Content marketing success is a measure of the value of the content (and by extension your brand), the goal is to make your site a destination, not drive click-throughs.
I know it’s subtle, but a visual of the Galilean Web may help. In the Galilean Web, each user represents a separate and unique “web solar system”, with their launch point being at the center. Users may have multiple “web solar systems” for each activity on the web – like searching for related health information. In the example here, search is at the center, with other relevant destinations like blogs, Facebook, YouTube, and networking sites serving as resources. Social media and communication tools are on a separate orbit, identifying other potential destinations.
Where’s your site? It’s that dot in the corner. You’re not in their system – they’re searching for information and content and your site isn’t showing up because there is competing content in multiple locations on the web, and these aggregation sites are more relevant to users and search engines.

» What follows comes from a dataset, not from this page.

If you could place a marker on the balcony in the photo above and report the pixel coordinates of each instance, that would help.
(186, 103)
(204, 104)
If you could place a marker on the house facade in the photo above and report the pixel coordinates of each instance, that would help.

So how do you get into this user’s web solar system?
Content.
Place your content where you know your users are. Not just in one place – get it out there!
Context.
Make it relevant, assure its quality, and update it frequently, and they will reward you by becoming frequent consumers of your content – shifting their social media orbit to be closer to your site. Over time, they may even make your site a destination in their solar system. Shift your focus from counting click-throughs to observing how the content is consumed. Adjust what you’re publishing based on the feedback you’re getting. You are going to benefit by being seen as a valuable contributor to their information needs.
It’s important to note, they may never visit your site – but it doesn’t matter if they’ve become your brand advocate and choose to get their healthcare services from you because of your content.
At the end of the day, isn’t that your objective?